Beaucoup font ce choix de la continuité en se référant aux partis qu’ils connaissaient déjà. En tant qu’opposant réprimé de l’ère Ben Ali, Ennahdha a pu ainsi servir de repère. Pour Mohammed, c’est de cette façon que les gens s’y retrouvent parmi tous les candidats:
«Une opposition existe, même si elle n'était pas trop présente sous Ben Ali, parce que les partis étaient poussés à l'exil. On les connaît tous, leurs opinions et leurs courants politiques. Aujourd’hui, les Tunisiens savent à qui donner leur voix.»

Une jeune génération informée

Face une génération qui se réfère à des partis qu’elle connait déjà, se développe une jeunesse qui s’informe, échange et communique. Ali brasse des informations sur Internet. Il s'est rendu à des conférences de plusieurs partis pour connaître leur programme économique et social, et leurs solutions contre le chômage:
«On parle entre nous aussi. On se dit: que va faire tel ou tel parti? Comment vas-tu choisir? On ne peut pas tous les connaître.
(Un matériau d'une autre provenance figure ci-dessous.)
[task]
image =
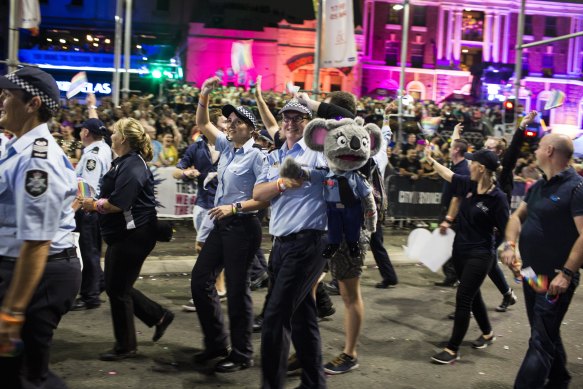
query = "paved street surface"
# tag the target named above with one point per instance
(404, 326)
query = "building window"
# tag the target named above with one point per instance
(419, 16)
(473, 26)
(162, 5)
(394, 17)
(528, 25)
(550, 26)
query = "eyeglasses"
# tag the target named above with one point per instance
(293, 119)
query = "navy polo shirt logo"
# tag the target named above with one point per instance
(37, 182)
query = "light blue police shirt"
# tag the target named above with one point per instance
(94, 163)
(297, 209)
(37, 187)
(237, 171)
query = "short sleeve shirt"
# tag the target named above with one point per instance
(37, 188)
(549, 232)
(238, 171)
(128, 185)
(478, 215)
(94, 163)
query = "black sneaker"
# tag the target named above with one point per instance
(293, 364)
(343, 363)
(508, 300)
(482, 342)
(354, 250)
(445, 358)
(330, 250)
(332, 288)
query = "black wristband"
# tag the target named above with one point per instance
(568, 272)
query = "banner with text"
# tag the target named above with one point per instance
(338, 44)
(417, 199)
(176, 198)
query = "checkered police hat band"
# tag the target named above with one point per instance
(248, 115)
(50, 103)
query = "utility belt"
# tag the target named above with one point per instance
(67, 254)
(299, 235)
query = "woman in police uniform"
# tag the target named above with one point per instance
(127, 209)
(233, 241)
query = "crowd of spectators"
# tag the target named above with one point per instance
(171, 125)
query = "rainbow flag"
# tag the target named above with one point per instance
(557, 99)
(241, 57)
(77, 84)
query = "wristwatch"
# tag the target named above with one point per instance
(568, 272)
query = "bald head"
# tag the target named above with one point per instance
(562, 145)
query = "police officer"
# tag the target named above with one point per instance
(92, 166)
(234, 240)
(298, 221)
(39, 270)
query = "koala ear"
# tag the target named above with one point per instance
(375, 138)
(315, 134)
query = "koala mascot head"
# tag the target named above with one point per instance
(347, 144)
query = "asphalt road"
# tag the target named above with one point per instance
(403, 328)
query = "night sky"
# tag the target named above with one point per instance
(256, 14)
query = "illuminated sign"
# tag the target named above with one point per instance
(98, 88)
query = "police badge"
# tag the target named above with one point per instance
(90, 165)
(36, 182)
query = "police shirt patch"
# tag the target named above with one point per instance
(40, 148)
(36, 182)
(90, 165)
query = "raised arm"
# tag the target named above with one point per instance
(267, 117)
(202, 115)
(444, 172)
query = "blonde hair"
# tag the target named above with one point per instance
(138, 140)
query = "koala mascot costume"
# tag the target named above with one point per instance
(347, 145)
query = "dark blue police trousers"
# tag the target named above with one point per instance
(297, 263)
(545, 358)
(231, 245)
(92, 282)
(53, 297)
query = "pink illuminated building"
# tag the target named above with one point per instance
(449, 40)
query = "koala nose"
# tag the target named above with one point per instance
(355, 143)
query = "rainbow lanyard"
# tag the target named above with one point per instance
(539, 283)
(84, 190)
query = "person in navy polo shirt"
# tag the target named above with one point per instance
(549, 222)
(483, 208)
(127, 217)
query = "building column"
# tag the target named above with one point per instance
(457, 38)
(505, 39)
(487, 44)
(449, 36)
(440, 35)
(496, 38)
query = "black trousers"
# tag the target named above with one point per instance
(297, 263)
(53, 298)
(123, 262)
(545, 360)
(231, 245)
(381, 257)
(92, 281)
(472, 270)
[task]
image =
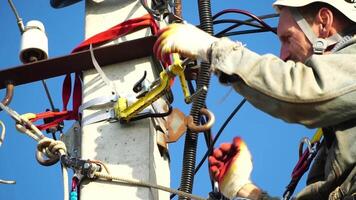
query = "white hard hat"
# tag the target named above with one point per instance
(347, 7)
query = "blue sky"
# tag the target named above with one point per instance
(273, 143)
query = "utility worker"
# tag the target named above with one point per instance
(312, 83)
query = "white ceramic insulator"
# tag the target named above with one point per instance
(34, 42)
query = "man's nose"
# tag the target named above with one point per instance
(284, 53)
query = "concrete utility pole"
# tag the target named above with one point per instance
(129, 150)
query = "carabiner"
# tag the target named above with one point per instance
(201, 128)
(303, 141)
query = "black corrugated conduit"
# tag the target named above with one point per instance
(191, 139)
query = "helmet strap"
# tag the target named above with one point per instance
(319, 44)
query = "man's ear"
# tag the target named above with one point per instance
(324, 20)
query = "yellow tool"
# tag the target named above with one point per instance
(125, 112)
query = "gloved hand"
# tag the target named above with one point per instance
(231, 166)
(184, 39)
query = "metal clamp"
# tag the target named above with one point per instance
(201, 128)
(9, 94)
(125, 112)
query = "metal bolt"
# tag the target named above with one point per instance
(86, 165)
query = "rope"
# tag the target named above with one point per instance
(46, 146)
(3, 130)
(110, 178)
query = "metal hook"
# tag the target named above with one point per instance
(9, 94)
(196, 129)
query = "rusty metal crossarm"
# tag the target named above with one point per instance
(77, 62)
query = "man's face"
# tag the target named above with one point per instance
(294, 44)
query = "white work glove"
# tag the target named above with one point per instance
(231, 166)
(184, 39)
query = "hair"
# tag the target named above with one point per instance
(310, 11)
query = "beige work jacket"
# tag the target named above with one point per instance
(318, 93)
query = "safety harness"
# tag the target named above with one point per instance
(112, 33)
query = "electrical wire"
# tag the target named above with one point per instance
(110, 178)
(237, 22)
(211, 147)
(248, 20)
(3, 132)
(227, 121)
(18, 18)
(155, 14)
(259, 19)
(245, 32)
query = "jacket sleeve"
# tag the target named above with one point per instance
(320, 93)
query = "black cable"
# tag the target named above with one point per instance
(248, 20)
(236, 21)
(227, 121)
(252, 16)
(155, 14)
(245, 32)
(210, 149)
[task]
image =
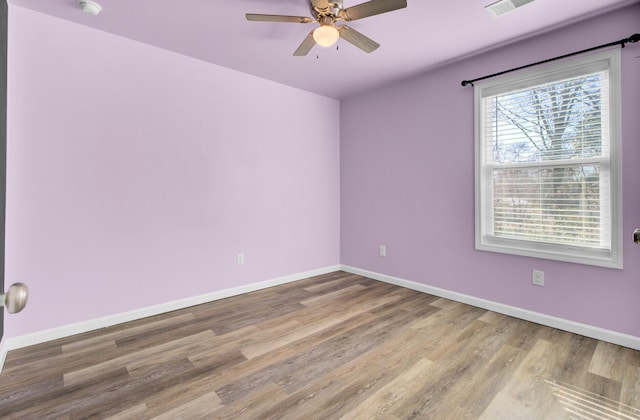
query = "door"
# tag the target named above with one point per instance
(3, 142)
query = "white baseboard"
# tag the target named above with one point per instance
(550, 321)
(13, 343)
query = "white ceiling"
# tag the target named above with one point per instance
(424, 35)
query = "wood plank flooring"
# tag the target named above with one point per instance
(337, 346)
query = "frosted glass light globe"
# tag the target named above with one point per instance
(326, 35)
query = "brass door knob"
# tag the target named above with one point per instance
(15, 298)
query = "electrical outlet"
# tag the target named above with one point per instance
(537, 277)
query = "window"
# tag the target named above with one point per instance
(548, 181)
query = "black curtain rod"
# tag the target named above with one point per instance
(633, 38)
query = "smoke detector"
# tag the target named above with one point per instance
(501, 7)
(90, 7)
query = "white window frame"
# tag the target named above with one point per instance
(485, 241)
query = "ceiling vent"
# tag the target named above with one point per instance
(501, 7)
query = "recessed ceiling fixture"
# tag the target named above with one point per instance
(90, 7)
(505, 6)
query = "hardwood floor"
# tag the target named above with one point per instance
(337, 346)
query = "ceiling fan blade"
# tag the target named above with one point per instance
(306, 46)
(371, 8)
(357, 39)
(277, 18)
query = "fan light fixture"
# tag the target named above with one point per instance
(326, 35)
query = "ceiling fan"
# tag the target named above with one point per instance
(327, 13)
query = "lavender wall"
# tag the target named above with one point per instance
(407, 182)
(135, 175)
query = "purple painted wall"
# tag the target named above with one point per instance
(135, 175)
(407, 182)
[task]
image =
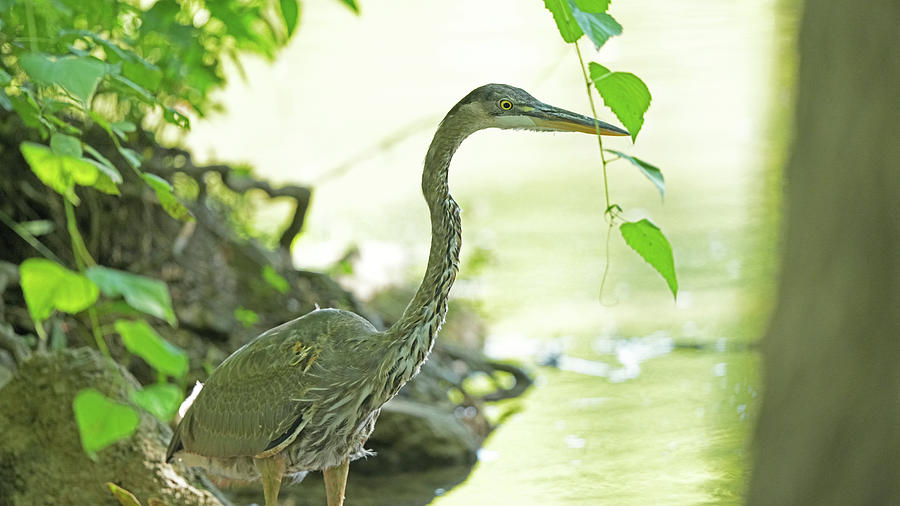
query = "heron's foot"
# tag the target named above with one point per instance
(271, 469)
(336, 482)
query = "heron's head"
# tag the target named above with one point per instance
(504, 106)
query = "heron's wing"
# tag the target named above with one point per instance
(261, 396)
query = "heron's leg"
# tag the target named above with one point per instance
(335, 482)
(271, 469)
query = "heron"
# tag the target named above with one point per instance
(304, 396)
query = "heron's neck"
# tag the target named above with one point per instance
(413, 335)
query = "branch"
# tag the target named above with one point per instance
(164, 162)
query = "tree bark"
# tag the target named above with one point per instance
(829, 428)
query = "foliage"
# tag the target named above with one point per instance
(140, 338)
(49, 286)
(141, 293)
(102, 421)
(125, 68)
(628, 98)
(647, 240)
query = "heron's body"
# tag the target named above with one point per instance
(304, 396)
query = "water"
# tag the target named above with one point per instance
(643, 400)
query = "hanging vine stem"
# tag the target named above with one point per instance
(83, 257)
(612, 210)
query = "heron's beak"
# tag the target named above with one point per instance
(553, 118)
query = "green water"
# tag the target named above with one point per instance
(649, 401)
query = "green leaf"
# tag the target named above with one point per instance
(102, 421)
(651, 171)
(131, 156)
(48, 286)
(65, 145)
(565, 20)
(123, 126)
(161, 400)
(290, 12)
(649, 242)
(247, 317)
(598, 26)
(79, 75)
(592, 5)
(142, 293)
(176, 118)
(352, 4)
(166, 198)
(275, 280)
(624, 93)
(104, 165)
(140, 339)
(143, 74)
(62, 172)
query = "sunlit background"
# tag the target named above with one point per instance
(648, 400)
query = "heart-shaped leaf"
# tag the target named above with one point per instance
(62, 172)
(48, 286)
(624, 93)
(565, 20)
(102, 421)
(143, 341)
(597, 25)
(649, 242)
(142, 293)
(275, 280)
(290, 13)
(79, 75)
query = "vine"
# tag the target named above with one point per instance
(629, 98)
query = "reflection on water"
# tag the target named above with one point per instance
(646, 401)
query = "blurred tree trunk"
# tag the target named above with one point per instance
(829, 430)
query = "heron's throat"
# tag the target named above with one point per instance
(413, 335)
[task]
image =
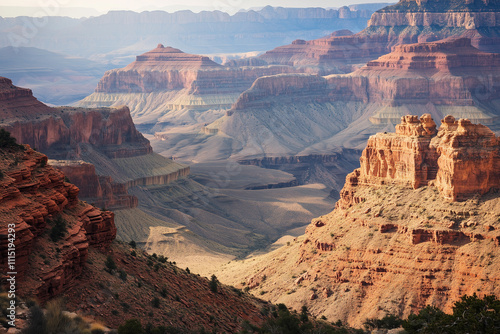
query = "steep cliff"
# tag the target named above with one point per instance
(460, 160)
(389, 248)
(165, 80)
(34, 197)
(106, 138)
(300, 113)
(406, 22)
(59, 131)
(62, 246)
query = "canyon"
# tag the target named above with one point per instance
(167, 88)
(35, 197)
(406, 22)
(409, 230)
(157, 202)
(116, 155)
(301, 114)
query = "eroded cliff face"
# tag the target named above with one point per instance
(33, 196)
(460, 160)
(100, 136)
(101, 191)
(59, 131)
(167, 79)
(393, 244)
(425, 21)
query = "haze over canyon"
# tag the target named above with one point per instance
(330, 166)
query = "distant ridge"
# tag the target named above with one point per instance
(440, 6)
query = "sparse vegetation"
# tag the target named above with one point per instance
(131, 326)
(59, 229)
(9, 142)
(123, 275)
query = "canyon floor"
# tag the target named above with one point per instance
(221, 212)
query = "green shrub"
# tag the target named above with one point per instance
(470, 315)
(37, 323)
(57, 321)
(110, 264)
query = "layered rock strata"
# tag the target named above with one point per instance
(166, 79)
(392, 245)
(461, 160)
(59, 131)
(403, 23)
(300, 113)
(101, 191)
(103, 137)
(33, 195)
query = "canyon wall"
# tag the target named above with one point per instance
(393, 245)
(59, 131)
(100, 136)
(33, 196)
(460, 160)
(404, 23)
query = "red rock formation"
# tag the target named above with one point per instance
(446, 55)
(461, 160)
(101, 191)
(169, 57)
(469, 159)
(32, 193)
(434, 75)
(426, 22)
(59, 131)
(388, 248)
(166, 69)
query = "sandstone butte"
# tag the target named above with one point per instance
(417, 224)
(423, 21)
(33, 194)
(166, 79)
(105, 138)
(324, 112)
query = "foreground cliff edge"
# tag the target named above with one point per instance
(418, 224)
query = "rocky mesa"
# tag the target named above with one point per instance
(116, 155)
(165, 80)
(34, 198)
(62, 247)
(416, 225)
(302, 114)
(406, 22)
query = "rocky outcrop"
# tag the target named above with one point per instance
(469, 159)
(101, 191)
(424, 22)
(461, 160)
(109, 134)
(59, 131)
(169, 69)
(391, 248)
(440, 78)
(34, 196)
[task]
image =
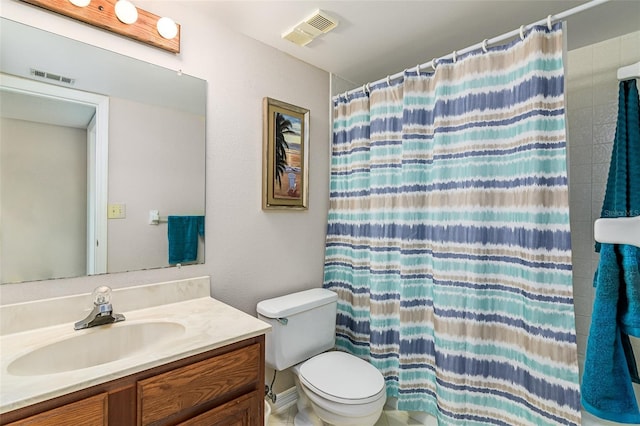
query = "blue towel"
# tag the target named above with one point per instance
(607, 391)
(183, 232)
(610, 365)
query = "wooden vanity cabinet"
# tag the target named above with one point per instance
(224, 386)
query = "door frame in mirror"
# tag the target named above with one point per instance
(97, 161)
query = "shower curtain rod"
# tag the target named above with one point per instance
(484, 44)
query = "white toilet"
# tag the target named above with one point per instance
(333, 387)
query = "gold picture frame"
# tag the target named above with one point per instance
(285, 156)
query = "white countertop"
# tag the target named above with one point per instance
(208, 324)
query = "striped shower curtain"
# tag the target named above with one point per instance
(448, 236)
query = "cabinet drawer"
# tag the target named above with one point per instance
(169, 393)
(242, 411)
(86, 412)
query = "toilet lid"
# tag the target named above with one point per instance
(342, 377)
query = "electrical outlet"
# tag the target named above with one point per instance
(117, 211)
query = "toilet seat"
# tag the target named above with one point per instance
(343, 378)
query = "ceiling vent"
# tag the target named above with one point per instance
(50, 76)
(313, 26)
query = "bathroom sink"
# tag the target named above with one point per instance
(95, 346)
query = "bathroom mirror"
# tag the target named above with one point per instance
(96, 150)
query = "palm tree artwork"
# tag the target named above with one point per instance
(287, 149)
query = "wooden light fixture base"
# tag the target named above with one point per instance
(101, 13)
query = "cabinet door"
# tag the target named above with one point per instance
(86, 412)
(242, 411)
(197, 384)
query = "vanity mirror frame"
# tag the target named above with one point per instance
(191, 101)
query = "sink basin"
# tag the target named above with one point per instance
(95, 346)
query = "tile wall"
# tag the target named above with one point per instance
(592, 105)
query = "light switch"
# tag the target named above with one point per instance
(117, 211)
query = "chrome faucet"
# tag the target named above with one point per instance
(102, 312)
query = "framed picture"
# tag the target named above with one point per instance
(285, 161)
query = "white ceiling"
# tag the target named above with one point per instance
(378, 38)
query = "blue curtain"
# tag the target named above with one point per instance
(448, 236)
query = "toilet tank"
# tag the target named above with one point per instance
(303, 325)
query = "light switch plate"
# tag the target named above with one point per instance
(117, 211)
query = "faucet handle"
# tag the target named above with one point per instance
(101, 295)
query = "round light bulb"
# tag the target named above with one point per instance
(126, 12)
(167, 28)
(80, 3)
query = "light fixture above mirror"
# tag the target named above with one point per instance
(121, 17)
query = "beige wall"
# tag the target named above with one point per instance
(51, 190)
(250, 254)
(592, 105)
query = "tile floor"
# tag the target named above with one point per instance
(388, 418)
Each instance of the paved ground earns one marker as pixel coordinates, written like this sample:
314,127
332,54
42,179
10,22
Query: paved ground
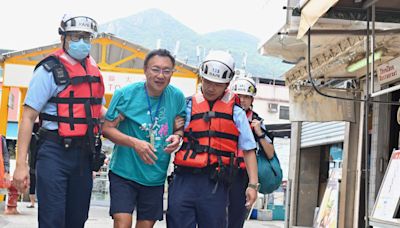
98,218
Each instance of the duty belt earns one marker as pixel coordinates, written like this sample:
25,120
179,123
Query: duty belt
67,142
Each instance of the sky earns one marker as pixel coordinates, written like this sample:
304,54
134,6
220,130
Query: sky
33,23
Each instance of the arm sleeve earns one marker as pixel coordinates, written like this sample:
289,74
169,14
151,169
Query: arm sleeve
246,138
41,88
181,105
6,155
116,106
265,130
188,112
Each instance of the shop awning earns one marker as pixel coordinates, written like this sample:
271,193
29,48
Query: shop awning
311,12
12,130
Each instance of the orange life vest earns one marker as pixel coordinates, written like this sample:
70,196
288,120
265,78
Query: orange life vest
3,182
211,136
1,161
250,117
79,104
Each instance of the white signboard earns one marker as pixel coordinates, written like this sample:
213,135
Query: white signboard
387,203
328,211
389,72
17,75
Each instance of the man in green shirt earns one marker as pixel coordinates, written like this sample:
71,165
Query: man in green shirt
140,121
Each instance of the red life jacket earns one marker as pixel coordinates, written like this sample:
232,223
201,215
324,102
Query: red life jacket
79,104
4,183
211,136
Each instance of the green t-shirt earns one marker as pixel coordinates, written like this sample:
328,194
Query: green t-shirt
131,101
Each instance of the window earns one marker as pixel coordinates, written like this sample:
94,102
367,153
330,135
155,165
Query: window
284,112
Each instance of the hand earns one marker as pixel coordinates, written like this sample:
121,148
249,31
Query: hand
174,141
145,151
21,177
251,196
119,119
256,124
179,122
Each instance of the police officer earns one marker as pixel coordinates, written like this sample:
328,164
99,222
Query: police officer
245,87
67,93
215,128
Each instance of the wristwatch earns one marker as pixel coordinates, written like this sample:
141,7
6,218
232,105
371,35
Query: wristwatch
254,186
261,136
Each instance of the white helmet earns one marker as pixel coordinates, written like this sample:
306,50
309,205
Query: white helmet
218,66
77,23
245,86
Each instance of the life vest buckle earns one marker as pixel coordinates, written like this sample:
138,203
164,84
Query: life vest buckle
67,142
208,115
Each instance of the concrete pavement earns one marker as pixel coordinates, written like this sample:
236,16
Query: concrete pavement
98,218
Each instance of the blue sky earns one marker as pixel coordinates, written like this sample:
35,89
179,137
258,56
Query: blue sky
28,24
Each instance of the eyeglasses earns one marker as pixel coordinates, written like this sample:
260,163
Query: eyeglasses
166,72
77,36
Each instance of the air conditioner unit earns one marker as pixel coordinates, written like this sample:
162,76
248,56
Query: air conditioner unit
272,107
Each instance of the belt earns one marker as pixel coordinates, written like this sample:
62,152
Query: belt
65,141
193,170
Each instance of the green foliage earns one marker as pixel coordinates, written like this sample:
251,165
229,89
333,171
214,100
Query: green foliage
147,27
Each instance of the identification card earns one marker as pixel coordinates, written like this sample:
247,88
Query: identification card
152,138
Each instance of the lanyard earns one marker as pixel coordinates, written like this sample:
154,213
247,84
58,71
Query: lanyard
153,121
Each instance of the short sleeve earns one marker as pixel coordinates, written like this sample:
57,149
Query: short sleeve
117,103
41,88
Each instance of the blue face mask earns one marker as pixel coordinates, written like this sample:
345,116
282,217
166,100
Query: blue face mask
78,49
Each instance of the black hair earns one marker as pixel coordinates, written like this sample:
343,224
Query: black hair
158,52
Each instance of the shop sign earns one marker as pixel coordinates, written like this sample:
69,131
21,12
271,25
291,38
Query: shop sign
389,71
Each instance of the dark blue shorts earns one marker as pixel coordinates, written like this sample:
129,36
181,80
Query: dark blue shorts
126,195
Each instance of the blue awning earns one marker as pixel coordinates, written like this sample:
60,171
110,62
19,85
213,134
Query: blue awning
12,130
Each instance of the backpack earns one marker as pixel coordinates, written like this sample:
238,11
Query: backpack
269,173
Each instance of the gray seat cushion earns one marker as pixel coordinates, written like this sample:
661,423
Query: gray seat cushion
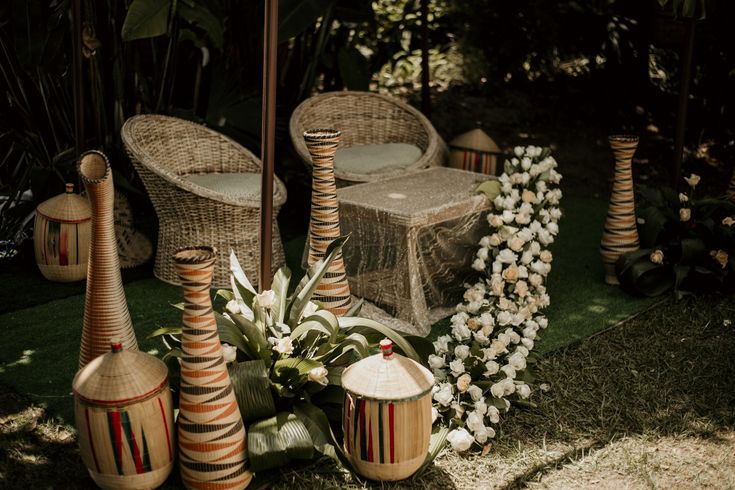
377,158
245,185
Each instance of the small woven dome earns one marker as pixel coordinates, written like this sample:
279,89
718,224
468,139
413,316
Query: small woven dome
476,140
387,376
66,207
120,377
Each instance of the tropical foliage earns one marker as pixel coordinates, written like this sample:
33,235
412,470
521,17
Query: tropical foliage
687,243
287,355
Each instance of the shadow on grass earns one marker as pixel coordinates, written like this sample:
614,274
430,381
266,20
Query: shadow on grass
669,371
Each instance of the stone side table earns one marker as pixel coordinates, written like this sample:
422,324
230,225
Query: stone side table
413,241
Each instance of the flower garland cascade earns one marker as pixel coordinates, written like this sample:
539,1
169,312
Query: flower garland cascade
480,368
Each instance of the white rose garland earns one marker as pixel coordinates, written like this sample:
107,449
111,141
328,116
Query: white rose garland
479,366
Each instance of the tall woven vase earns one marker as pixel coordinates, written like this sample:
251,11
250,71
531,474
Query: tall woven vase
620,234
211,431
106,315
334,290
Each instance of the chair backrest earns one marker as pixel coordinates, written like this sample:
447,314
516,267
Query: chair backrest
363,118
176,147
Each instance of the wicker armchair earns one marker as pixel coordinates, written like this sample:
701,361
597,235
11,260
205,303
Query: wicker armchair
166,153
366,118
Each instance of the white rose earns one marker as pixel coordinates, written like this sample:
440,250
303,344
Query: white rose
475,421
232,307
457,367
229,352
284,346
462,351
523,390
460,439
475,393
478,265
266,299
463,383
436,362
493,414
444,395
441,344
319,375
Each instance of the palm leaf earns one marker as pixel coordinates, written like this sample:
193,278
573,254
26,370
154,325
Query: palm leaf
275,441
303,296
252,389
360,325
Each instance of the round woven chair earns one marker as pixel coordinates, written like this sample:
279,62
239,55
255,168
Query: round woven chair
168,153
366,118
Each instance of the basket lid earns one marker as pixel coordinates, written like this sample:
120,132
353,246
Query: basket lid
387,376
120,377
476,140
68,206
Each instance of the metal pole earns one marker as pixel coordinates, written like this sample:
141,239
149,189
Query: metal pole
425,94
681,114
77,80
268,137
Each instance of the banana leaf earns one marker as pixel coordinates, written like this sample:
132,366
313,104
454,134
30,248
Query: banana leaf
436,444
324,440
303,295
281,281
360,325
252,390
275,441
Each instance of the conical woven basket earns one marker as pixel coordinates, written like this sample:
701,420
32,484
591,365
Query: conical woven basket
124,416
106,314
211,431
61,236
387,415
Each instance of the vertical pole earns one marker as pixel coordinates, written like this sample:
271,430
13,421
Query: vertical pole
77,80
425,93
681,113
268,137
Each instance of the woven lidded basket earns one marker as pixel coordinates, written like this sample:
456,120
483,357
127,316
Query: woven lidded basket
124,415
61,236
387,414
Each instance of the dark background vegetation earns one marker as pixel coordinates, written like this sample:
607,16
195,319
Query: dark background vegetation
545,72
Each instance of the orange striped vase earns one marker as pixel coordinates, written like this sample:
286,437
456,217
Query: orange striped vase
106,314
334,290
620,234
210,428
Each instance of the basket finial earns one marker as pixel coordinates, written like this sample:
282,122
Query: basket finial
387,347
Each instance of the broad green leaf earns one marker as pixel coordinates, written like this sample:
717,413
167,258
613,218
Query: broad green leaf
275,441
165,331
281,281
304,295
254,337
146,18
252,389
200,16
295,16
436,443
491,188
353,68
355,325
317,424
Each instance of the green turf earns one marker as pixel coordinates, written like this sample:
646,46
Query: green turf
40,351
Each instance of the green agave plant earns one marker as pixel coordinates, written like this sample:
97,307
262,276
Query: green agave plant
290,356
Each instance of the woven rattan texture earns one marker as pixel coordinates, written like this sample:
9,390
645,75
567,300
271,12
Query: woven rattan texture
164,150
412,241
367,118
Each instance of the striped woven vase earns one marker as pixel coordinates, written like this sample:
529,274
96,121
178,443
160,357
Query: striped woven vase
334,290
620,234
210,427
106,314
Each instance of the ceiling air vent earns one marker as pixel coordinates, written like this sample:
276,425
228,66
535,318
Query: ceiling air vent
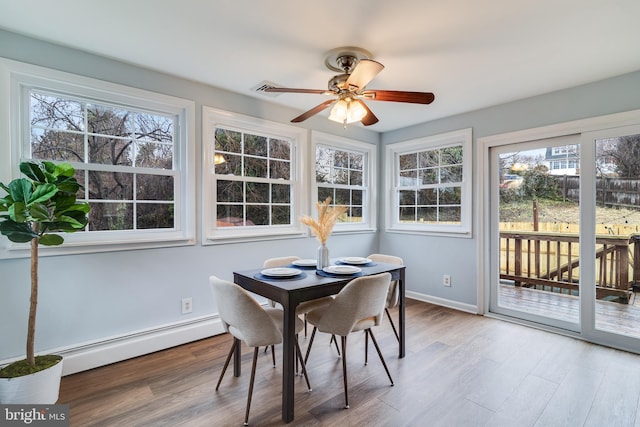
260,87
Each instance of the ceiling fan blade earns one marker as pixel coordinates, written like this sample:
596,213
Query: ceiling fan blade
370,118
399,96
293,90
365,71
315,110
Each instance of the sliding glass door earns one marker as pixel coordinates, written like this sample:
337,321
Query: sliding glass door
565,233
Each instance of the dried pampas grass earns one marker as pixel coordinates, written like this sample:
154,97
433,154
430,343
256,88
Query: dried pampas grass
327,217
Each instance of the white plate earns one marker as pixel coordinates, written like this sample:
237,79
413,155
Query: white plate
355,260
281,272
342,269
305,262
Mais il y en a huit ou dix qui sont plus connus que les autres», explique-t-il très enthousiaste.
Cette jeunesse s’engage, même si elle est à quelques milliers de kilomètres de Tunis. Nadia A. fait partie de l'association Uni'T, Union pour les Tunisiens, qui a participé à l'effort d'information, en interrogeant les dirigeants des principaux partis afin d’en faire des vidéos d'une minute postées sur Internet. Le badge autour du cou, elle veille au bon déroulement du scrutin en guidant les gens vers le bon bureau de vote. Elle se réjouit de l’implication des jeunes:
«beaucoup de jeunes bénévoles se sont mobilisés pour venir aider ce matin. Cela montre déjà un changement.»
Et pas un d’entre eux n’omet de citer l’importance des réseaux sociaux, dans la quête, mais aussi dans le partage de l’information.
«J’ai beaucoup utilisé Twitter et Facebook. Je regardais des vidéos de gens sur place sur Youtube, pour voir leurs revendications», affirme Leila Sdiri.
Ali explique qu’il a été mis au courant des conférences et meeting à Paris, grâce aux invitations Facebook lancées par les différents partis.

Tous ne sont pas optimistes quant à l’issue du scrutin. Mais tous sont fiers et heureux de pouvoir s’exprimer librement et ont apparemment réussi à faire un choix. Ces Tunisiens de France donnent l’image d’une génération dynamique qui se saisit de son droit de vote parce qu’elle croit à nouveau en la possibilité d’une démocratie. La plupart d’entre eux n’ont pas fait la révolution sur place, ce que leurs compatriotes peuvent parfois leur reprocher. Mais nombreux sont ceux qui, à l’image de ce jeune artiste qui a recueilli sur des toiles les dédicaces des électeurs de Paris à ceux de Tunisie, leur envoient de chaleureux messages d’espoir.